Estació del Camp de Tarragona. |
La inauguración de obras públicas es una de las funciones más vistosas de los políticos. Antaño se hacía con una con una botella de champán o con una cinta y unas tijeras, pero no están las cosas para despilfarrar y Mariano ni siquiera usó un cortauñas. Los jefazos suelen acudir a las obras públicas fundamentalmente en dos momentos: para poner la primera piedra y para celebrar la última piedra. Es conmovedor verlos posar con un casco de obrero en la cabeza, igual que en una fiesta de disfraces, sosteniendo felices la pala mientras buscan de reojo el enchufe. Para la inmensa mayoría de ellos, ese momento es lo más cerca del trabajo que van a estar en toda su vida: es normal que quieran tener una foto de recuerdo.
Pero lo cierto es que, para sacarse una foto y hacer el chorra, quedaría mejor una modelo, una chica florero de ésas que ellos suelen contratar como asesoras, secretarias, ayudantes personales o vaya usted a saber. Así, aparte de alegrar la vista, el florero serviría para algo útil, aunque entonces el político podría pensar, con razón, que si un político no sirve para estrenar un tren, entonces para qué cojones sirve. En la próxima campaña electoral el partido podría ahorrarse un intermediario y colocar directamente al florero.

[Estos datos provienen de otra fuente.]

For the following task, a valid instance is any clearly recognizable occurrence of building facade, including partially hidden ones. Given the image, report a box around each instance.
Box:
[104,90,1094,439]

Recuerdo hace unos años cuando Gallardón (el Indiana Jones de los alcaldes, un hombre freudiano que se pirra por cualquier clase de túneles, socavones y agujeros) fue a inaugurar una estación de metro o algo por el estilo. Hubo un momento de auténtico pánico cuando Gallardón se enfrentó al torno y se quedó mirando el billete como si fuese la píldora de Matrix, la que comunica con el otro mundo. Durante un instante interminable los guardaespaldas erizaron músculos y el séquito tragó saliva a litros, hasta que Gallardón acertó por fin con la ranura correspondiente. Después el alcaldeso logró salvar la trampa de las escaleras mecánicas y accedió al vagón que lo esperaba intacto, limpio y reluciente, como en sus mejores sueños subterráneos.
Ayer el presidente, el príncipe Felipe y un par de ministros escenificaron la misma pantomima del transporte público, un verdadero esfuerzo actoral porque ellos están acostumbrados al avión o la limusina, que al fin y al cabo también son transportes públicos. Los cuatro iban tan normales, charlando de sus cosas, o sea de nada serio, aunque para representar mejor la rutina deberían haber sacado un libro, un periódico, un ordenador o haberse puesto a jugar a las cartas. Por el camino se fueron subiendo más políticos; en una estación, Alberto Fabra; en otra, Cospedal, como si hubieran quedado todos para darse un baño en Alicante, y un baño es lo que les esperaba: de multitudes, como dicen los cronistas cursis. En el destino previsto, donde llegaron con dos años de retraso, a la par que sus promesas, Mariano pegó un hábil cinturazo para evitar a la alcaldesa Sonia Castedo, porque ya se había dado un baño de imputados unos días antes. En el viaje de vuelta, que se sepa, regresaron cada uno por su lado en diversos transportes públicos y las facturas volvimos a pagarlas nosotros, que para eso estamos.